Thursday, March 19, 2015

Right heart cath update

Hello, all!

In the last few weeks, I’ve seen both of my transplant pulmonologists at UPMC and Cleveland Clinic. I was somewhat alarmed to be informed at a routine visit that I’d become the subject of their Sunday night conversation, two medical directors of transplant pulmonology commiserating about a mutual patient. Both physicians were concerned about a recent near-fainting episode I had that resulted in an overnight hospitalization. The surrounding circumstances, fatigue, slight dehydration, and a recent medication change, were certainly sufficient to account for the event. On the other hand, nothing like this ever happened before. The doctors assumed this was a symptom of worsening underlying disease but wanted more data. Their plan was a right heart catheterization, the gold standard for diagnosis and evaluation of pulmonary hypertension (RHC). This test evaluates the health of the heart muscle and valves, and measures pressures within the heart and lungs. First, a physician inserts an introducer sheath, similar to the elongated part of an IV that stays inside the vein. Then, a pulmonary artery catheter passes from the internal jugular in the neck to the superior vena cava to the right atrium and right ventricle of the heart to the pulmonary artery, measuring pressures and blood flow as it progresses from one chamber to the next. Typically the test is performed while the patient lies supine on an operating table, relaxed but motionless. However a simulation of the exertional dyspnea (shortness of breath with activity) that I experience when mobile can document more accurately how much resistance the heart is working against when pumping blood to the lungs. To assess the effects of physical activity on pulmonary hypertension, the patient additionally pedals a cycle ergometer while a physician continues to take measurements.

In preparation for the catheterization, I juggled three sets of pre-procedure bloodwork orders, two on paper and one sent electronically. When I left the lab last Tuesday, I assumed all appropriate tests were drawn.

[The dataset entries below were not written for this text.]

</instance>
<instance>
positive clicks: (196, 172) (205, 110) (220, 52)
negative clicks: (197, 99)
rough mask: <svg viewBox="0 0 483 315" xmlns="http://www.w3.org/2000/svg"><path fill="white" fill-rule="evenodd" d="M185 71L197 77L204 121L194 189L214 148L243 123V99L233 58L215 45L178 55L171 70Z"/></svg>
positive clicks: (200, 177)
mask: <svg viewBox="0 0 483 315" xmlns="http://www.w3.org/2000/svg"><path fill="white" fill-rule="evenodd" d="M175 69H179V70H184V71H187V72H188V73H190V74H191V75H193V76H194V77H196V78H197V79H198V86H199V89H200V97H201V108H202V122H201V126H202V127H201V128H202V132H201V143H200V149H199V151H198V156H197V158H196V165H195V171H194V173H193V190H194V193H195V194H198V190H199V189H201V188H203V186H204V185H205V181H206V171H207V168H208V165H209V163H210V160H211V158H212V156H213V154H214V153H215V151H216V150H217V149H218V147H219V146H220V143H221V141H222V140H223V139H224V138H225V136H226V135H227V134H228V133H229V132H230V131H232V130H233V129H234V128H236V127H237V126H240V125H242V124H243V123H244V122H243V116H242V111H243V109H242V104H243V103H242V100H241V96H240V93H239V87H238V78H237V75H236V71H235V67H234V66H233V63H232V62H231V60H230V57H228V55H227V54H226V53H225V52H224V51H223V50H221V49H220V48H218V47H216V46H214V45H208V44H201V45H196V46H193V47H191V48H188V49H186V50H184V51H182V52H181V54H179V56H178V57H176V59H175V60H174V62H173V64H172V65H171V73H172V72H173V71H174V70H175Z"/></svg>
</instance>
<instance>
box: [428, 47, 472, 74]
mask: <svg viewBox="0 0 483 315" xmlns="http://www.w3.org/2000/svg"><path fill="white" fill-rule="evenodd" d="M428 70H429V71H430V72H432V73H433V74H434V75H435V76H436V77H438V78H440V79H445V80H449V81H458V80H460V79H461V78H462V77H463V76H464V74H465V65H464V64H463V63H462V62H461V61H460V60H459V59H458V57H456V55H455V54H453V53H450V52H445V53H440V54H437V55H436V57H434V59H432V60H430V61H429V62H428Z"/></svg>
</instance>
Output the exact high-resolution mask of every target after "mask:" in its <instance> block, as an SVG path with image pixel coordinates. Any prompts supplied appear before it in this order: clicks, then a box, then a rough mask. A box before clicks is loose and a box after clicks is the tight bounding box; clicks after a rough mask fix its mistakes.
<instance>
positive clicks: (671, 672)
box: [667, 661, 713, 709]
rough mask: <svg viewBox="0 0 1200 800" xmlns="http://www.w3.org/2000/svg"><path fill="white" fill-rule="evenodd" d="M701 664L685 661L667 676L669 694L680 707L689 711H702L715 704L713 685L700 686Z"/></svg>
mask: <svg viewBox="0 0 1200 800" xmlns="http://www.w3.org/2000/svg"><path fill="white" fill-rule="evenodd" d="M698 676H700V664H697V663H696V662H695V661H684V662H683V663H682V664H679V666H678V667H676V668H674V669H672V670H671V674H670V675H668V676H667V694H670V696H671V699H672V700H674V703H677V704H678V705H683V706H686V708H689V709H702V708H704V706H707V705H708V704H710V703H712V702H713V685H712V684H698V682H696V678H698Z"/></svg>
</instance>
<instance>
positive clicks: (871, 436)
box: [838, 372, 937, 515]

Unfortunately, the cardiac nurse practitioner found no record that clotting studies were drawn, so I needed a second set to be redrawn on the day of my RHC. After following instructions to fast from all food and liquids after midnight, I didn’t have much to offer in the way of veins or blood. The first vein, one in the bend of my left arm, looked promising initially but the IV wouldn’t thread. The second one vanished as soon as the needle went in and never reappeared. For the third attempt, I made an executive decision to direct the medical assistant to utilize the basilic vein on the back of my forearm; it’s in an odd position but a really easy IV insertion.  

In the cardiac catheterization lab, despite initial palpitations (PVCs) from the curve of the catheter, the first part of the procedure was straightforward, all pressures and volumes measured and recorded. Then, the pulmonary vascular nurse scooted me down the procedure table to strap my feet into the cycle ergomer pedals. The timer started, accompanied by a beep to keep my cycling rate at sixty rotations per minute. The cycle resistance gradually intensified to a maximum of 3.2 mets after almost eight minutes. Huffing and puffing with pulse flying, I was relieved to slump against the table while my heart slowly, slowly quieted to one hundred beats per minute, just above my typical heart rate.

Ironically, the testing results will have little impact on my daily life. My doctors will tweak a few medications. I’ll start seeing the doctor who did the catheterization for closer pulmonary hypertension monitoring. The results will be entered into the algorithm that calculates my lung allocation score, and my LAS might even rise a few points. But overall things will stay about the same, and I’m content with that. So much has changed in the last half year: the friends I grab for a spontaneous pedicure, the doctors who manage my health most closely, my go-to hot chocolate and tea shops, the distance I can walk in six minutes, the place I call home. The rhythm of daily life has changed as well, now structured by Tuesday/Thursday pulmonary rehab and once weekly mentoring. Most of these changes have been beneficial, contributing greatly to my happiness in Pittsburgh, but all change, even good change, can be stressful. I’m gratefully relieved to recognize my treasured constants: my community of family and friends, and my faith. Most days, my body repeatedly lets me down, failing to deliver enough oxygen or energy to accomplish all the tasks I’ve proposed, and progressively destroying my remaining healthy lung tissue. Yet aside from that immense, inescapably disruptive change, most everything else remains reassuringly monotonous. The IV that took three attempts to place never got used after a ten cc flush. The range of motion of my neck is back to normal. I finally replaced my “flesh tone” 4”x3” bandage with a Doc McStuffins band-aid. My weekly routine can continue with minimal interruption. After facing down all the other changes, I’m grateful for every serenely uneventful day that brings me closer to my transplant.